Authored By: Lewis Wood on 4/7/2022

Source: American Banker (subscription may be required)

Two years since the start of the pandemic, the coronavirus's impact is still taking its toll on credit unions' balance sheets.

A combination of members socking away savings and being hesitant to borrow because of the economic uncertainty surrounding the pandemic led to the lowest yield-on-asset ratio in credit union history, according to CUNA Mutual Group, an insurance and financial services company that monitors the credit union industry.

Credit unions reported a 2.97% yield-on-assets ratio in the fourth quarter of last year, down from 3.27% in the fourth quarter of 2020. The metric measures how much income a company’s assets are bringing in.

CUNA Mutual reported that credit unions’ loan-to-assets ratio fell to 61.3% in January 2021, from 63.1% in the previous January. Combined with yield on assets, the ratios measure a credit union's financial health.

The cumulative effect could be net interest margins becoming further squeezed, ultimately lowering net income.
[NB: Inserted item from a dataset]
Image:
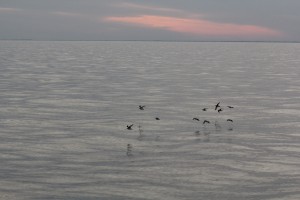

“Everyone is looking for loan growth to offset the deposit surge from the pandemic,” said Vincent Hui, managing director at Cornerstone Advisors. “The impact will vary based on the credit union and how strong their lending capability is."

The market is not very conducive to auto or mortgage lending right now, and business lending is tough as credit unions are competing against banks, according to Hui. The impact of lower yields will be very credit union-specific. “It depends on how strong their lending engine is and how much share they can take,” he said.